A SAÚDE DA GESTANTE*

A “Declaração Universal dos Direitos do Homem”, aprovada e proclamada em resolução na III Sessão ordinária da Assembléia Geral das Nações Unidas, a 10 de dezembro de 1948, diz em seu artigo XXV, parágrafo 1.°:

“Todo o homem tem direito a um padrão de vida capaz de assegurar a si e à sua família, saúde e bem-estar, inclusive alimentação, vestuário. habitação, cuidados médicos, e os serviços sociais indispensáveis, e direito à segurança em caso de desemprego, doença, invalidez, velhice e outros casos de perda dos meios de subsistência em circunstâncias fora de seu controle”.

e no parágrafo 2.°:

“A maternidade e a infância têm direito a cuidados e assistência especiais. Todas as crianças nascidas dentro ou fora do matrimônio, gozarão da mesma proteção social”.

A proclamação desta declaração pela ONU, deu motivos e bases a praticamente todos os países, principalmente os dos Continentes Europeu e Americano, para iniciar reformulações legislativas e elaboração de novos programas assistenciais. Originou inclusive uma outra declaração universal, chamada: “Declaração Universal dos Direitos da Criança”, que pretendem dar subsídios para que os governos pudessem assegurar melhores condições de vida às crianças, pois por motivos sócio-culturais em diversos países do mundo, um número incontável de crianças permaneciam até então sem direito à assistência, excluídas de programações governamentais, enfim sem lugar definido na sociedade. Impunha-se que a população Materno-infantil fosse especialmente atendida, protegida da mentalidade egocêntrica e imediatista do mundo moderno.

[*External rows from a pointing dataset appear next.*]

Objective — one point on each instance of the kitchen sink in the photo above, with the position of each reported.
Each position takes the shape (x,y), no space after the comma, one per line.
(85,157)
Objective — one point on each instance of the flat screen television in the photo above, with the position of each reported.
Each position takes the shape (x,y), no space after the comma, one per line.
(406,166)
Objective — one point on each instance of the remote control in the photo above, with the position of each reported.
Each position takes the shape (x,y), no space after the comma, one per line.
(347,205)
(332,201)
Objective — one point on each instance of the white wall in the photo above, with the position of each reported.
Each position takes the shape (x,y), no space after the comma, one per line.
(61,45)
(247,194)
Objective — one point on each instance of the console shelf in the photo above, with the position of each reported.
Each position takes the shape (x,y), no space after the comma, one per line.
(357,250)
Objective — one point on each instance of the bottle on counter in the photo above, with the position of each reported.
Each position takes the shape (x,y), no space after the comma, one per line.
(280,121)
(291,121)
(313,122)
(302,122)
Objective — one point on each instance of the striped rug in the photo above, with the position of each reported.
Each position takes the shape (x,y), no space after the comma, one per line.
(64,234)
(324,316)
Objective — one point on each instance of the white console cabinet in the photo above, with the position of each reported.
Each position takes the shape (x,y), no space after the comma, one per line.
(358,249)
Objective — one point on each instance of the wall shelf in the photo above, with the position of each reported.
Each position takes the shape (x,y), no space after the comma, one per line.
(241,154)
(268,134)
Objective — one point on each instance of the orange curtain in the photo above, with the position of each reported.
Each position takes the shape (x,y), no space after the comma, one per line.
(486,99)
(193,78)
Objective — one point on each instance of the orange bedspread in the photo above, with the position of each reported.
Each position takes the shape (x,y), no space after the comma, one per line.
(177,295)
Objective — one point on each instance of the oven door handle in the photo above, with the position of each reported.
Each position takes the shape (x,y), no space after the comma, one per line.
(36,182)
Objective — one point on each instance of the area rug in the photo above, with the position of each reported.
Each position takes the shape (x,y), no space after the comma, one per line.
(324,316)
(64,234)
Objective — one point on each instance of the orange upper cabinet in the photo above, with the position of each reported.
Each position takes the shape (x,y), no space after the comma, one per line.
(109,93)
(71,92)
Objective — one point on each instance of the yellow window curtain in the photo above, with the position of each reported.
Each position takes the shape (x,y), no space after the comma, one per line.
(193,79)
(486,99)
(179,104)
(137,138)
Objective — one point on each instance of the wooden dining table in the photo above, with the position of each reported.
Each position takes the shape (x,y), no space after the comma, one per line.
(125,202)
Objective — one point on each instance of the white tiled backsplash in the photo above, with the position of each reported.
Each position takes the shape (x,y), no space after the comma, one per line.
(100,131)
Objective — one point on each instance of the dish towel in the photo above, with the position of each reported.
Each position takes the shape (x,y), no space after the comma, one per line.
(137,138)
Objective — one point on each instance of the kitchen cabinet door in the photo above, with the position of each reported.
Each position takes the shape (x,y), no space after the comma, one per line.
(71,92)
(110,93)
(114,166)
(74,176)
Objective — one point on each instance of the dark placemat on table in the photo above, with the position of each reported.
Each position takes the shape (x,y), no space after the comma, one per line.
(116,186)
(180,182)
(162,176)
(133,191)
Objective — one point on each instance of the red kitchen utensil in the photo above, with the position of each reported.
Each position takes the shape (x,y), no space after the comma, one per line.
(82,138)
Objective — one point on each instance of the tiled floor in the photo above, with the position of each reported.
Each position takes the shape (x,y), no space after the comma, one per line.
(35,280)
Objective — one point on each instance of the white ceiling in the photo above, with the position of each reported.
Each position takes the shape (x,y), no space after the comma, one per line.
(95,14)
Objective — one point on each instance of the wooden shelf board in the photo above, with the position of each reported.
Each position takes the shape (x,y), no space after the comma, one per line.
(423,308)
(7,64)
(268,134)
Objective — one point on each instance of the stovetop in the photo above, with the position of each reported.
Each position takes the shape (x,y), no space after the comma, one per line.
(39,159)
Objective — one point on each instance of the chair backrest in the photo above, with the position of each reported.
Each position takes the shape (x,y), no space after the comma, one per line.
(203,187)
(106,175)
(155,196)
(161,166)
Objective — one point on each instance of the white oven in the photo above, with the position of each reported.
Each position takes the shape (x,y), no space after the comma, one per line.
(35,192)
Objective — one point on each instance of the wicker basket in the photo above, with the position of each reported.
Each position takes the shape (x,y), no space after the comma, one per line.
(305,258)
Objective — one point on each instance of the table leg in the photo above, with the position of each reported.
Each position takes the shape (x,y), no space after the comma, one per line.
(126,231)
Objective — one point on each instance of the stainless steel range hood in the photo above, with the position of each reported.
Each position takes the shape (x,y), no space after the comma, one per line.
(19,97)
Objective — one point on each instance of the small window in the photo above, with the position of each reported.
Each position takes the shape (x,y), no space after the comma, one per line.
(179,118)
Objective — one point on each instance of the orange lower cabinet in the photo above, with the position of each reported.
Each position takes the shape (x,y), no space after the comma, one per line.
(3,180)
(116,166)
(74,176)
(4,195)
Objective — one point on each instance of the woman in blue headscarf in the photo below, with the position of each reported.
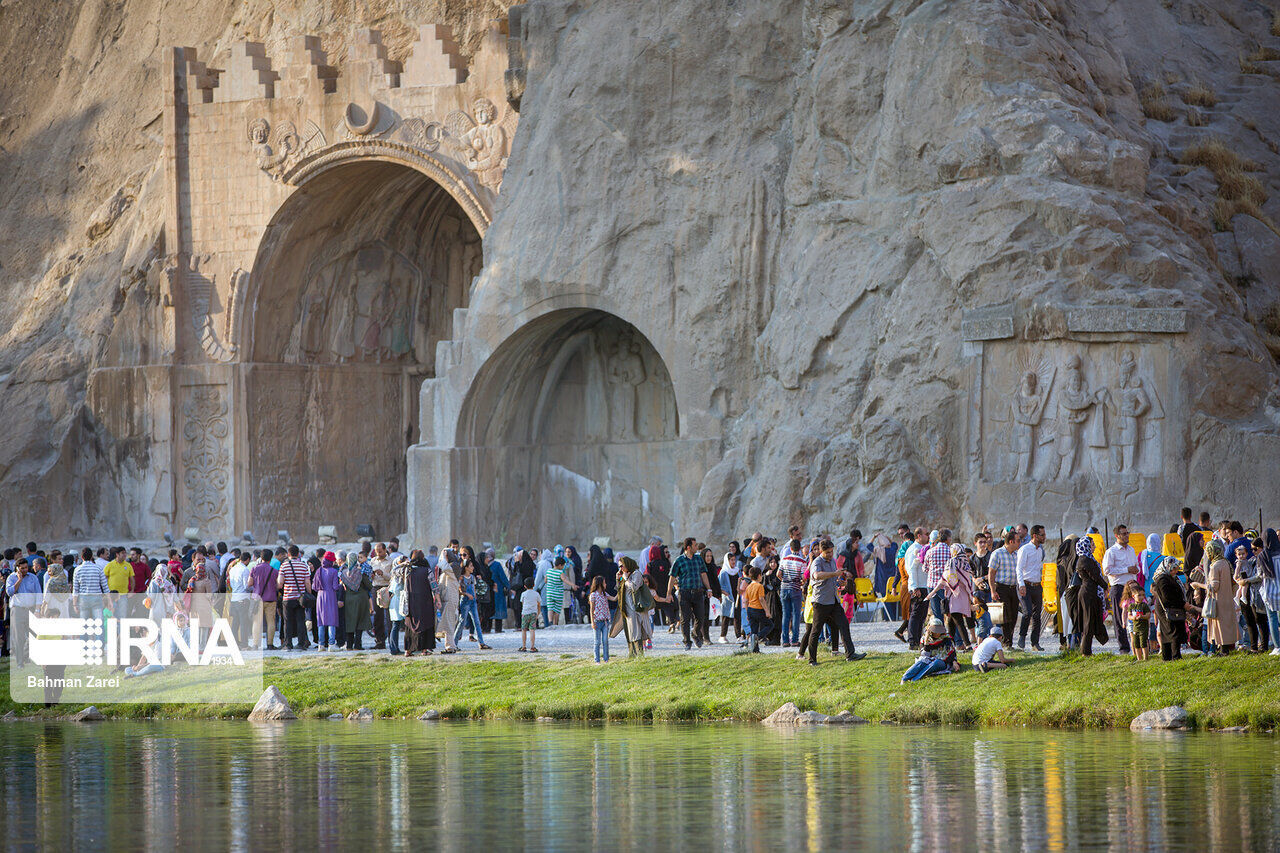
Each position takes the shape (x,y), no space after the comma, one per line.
(1269,566)
(1087,615)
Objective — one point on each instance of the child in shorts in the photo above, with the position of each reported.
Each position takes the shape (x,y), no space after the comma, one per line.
(530,603)
(1137,614)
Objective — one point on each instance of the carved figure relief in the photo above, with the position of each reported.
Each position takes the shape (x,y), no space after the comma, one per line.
(275,150)
(206,456)
(200,287)
(626,374)
(1077,420)
(1136,410)
(1109,427)
(357,306)
(1028,409)
(483,142)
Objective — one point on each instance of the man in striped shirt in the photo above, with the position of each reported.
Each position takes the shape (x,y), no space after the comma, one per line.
(935,566)
(90,589)
(295,580)
(1002,576)
(791,569)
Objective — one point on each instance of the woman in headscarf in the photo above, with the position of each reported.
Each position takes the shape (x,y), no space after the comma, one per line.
(728,593)
(1170,606)
(553,587)
(420,603)
(632,616)
(575,587)
(327,585)
(713,579)
(659,576)
(356,611)
(160,591)
(58,591)
(396,603)
(598,566)
(199,601)
(958,587)
(1088,612)
(1269,566)
(499,588)
(449,589)
(1065,591)
(1220,597)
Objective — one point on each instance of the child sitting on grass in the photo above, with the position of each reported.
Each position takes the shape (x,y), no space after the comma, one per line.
(937,657)
(1137,614)
(990,655)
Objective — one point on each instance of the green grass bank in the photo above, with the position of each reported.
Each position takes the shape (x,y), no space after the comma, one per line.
(1066,692)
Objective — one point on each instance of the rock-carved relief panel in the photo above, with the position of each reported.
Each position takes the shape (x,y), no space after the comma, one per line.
(603,384)
(1056,413)
(359,304)
(328,446)
(279,147)
(206,457)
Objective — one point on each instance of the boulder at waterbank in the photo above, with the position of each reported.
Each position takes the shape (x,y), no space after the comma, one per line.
(272,706)
(1173,717)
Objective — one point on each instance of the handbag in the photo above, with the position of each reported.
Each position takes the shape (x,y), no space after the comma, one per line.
(644,598)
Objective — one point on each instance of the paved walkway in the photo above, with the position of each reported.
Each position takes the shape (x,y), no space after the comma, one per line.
(577,641)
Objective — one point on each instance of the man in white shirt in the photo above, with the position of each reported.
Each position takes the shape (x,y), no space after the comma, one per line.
(242,600)
(917,579)
(1120,566)
(1031,593)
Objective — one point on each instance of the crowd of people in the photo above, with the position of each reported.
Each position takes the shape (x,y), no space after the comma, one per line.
(1201,587)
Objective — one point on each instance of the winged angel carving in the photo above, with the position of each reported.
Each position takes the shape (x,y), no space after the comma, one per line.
(275,150)
(483,142)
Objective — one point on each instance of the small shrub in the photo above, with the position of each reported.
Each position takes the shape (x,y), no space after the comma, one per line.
(1200,95)
(1153,104)
(1215,156)
(1235,185)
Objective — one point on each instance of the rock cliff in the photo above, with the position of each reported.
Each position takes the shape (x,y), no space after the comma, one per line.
(871,236)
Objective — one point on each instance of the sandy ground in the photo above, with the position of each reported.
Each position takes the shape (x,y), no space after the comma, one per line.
(577,641)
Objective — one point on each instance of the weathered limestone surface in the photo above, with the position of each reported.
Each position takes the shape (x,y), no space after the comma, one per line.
(750,261)
(1173,717)
(272,706)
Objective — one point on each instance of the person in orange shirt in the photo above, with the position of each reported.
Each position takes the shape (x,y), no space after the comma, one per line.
(757,609)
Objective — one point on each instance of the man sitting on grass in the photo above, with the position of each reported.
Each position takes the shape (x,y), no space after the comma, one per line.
(990,655)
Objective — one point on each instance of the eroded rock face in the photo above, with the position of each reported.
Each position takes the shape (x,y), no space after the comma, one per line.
(891,260)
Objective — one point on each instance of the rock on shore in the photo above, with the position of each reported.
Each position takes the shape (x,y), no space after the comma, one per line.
(272,706)
(1174,717)
(789,715)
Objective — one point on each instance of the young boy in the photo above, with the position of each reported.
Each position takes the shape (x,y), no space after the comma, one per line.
(757,609)
(990,655)
(530,605)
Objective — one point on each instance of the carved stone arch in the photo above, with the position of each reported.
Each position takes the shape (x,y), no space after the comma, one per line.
(355,281)
(336,155)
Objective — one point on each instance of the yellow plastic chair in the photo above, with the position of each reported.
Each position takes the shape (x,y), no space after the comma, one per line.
(1048,584)
(864,591)
(890,597)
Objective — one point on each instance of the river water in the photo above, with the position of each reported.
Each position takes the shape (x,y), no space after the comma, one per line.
(554,787)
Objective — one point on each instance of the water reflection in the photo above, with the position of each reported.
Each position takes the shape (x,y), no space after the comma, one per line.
(465,787)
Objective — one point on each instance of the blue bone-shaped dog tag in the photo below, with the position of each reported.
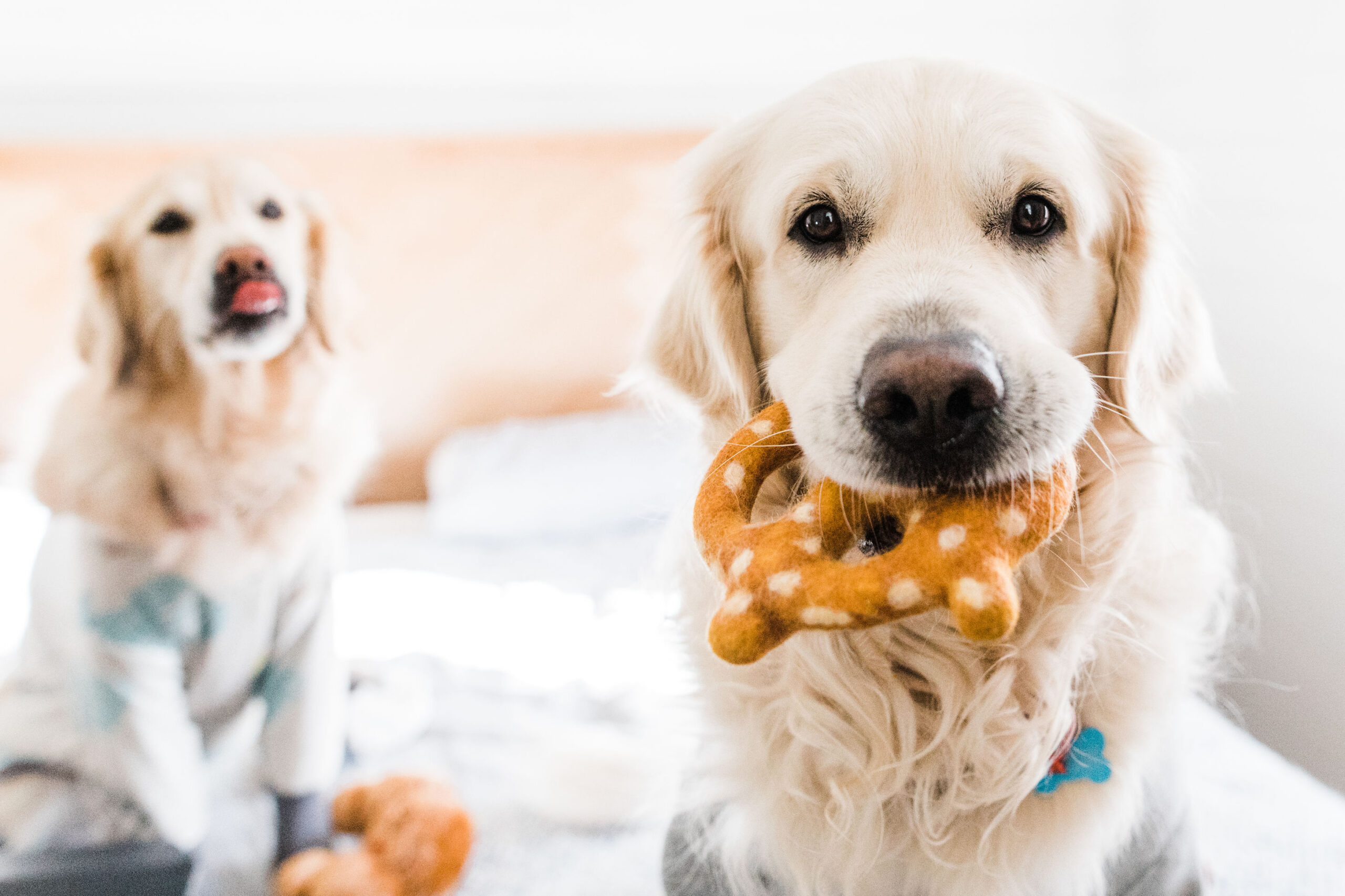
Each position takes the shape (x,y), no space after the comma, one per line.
(1083,762)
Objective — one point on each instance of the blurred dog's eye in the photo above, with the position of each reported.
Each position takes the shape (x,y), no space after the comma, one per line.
(170,221)
(1033,217)
(821,224)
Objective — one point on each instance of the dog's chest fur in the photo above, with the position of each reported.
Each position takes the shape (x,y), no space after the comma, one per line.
(904,759)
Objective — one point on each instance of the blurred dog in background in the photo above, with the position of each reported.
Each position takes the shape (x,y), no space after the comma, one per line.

Conhecer, procurar cumprir e defender os direitos da Criança é dever de cada um. Se todos os indivíduos colaborassem neste sentido, os nossos descendentes poderiam esperar, por certo, um futuro mais promissor daquele que o mundo atual lhes reserva.

A OMS frisa no preâmbulo de sua constituição que “o gozo do mais alto nível de saúde que se possa conseguir, é um dos direitos fundamentais do homem. Os governos têm responsabilidade em relação à saúde de seu povo, a qual só pode ser cumprida mediante a adoção de medidas sanitárias e sociais adequadas”.

Levando em conta as recomendações da OMS/OPS, a Declaração Universal dos Direitos do Homem e a da Criança, o Governo Federal participou da elaboração do Plano Decenal para as Américas (1971-1980), iniciando com o 2.° Plano Nacional de Desenvolvimento as ações em prol da assistência Materno-infantil.

Desde então são desenvolvidos programas específicos de assistência médico-sanitária, que objetivam a redução da morbilidade e mortalidade materno-infantil.

Pela sua magnitude o Plano envolve além das ações governamentais, com a colaboração de todos os profissionais de saúde, também as entidades privadas, enfim toda população, a qual deve contribuir ativamente nas ações de melhoria da saúde pública.

É inegável a importância dada à proteção da população materno-infantil, aliás um grupo, que segundo estatísticas de 1970, significa 69,58% da população brasileira. Contudo, ainda se trabalha com uma população cuja motivação se orienta mais para os aspectos curativos que preventivos de doenças. Assim verifica-se que em nossa sociedade um número relativamente grande de gestantes procura atendimento médico durante o parto, valendo-se das facilidades que a Previdência Social lhes oferece, não ocorrendo o mesmo no período pré-natal ou intergestacional, quando a procura dos serviços de saúde para fins de orientação é praticamente nula.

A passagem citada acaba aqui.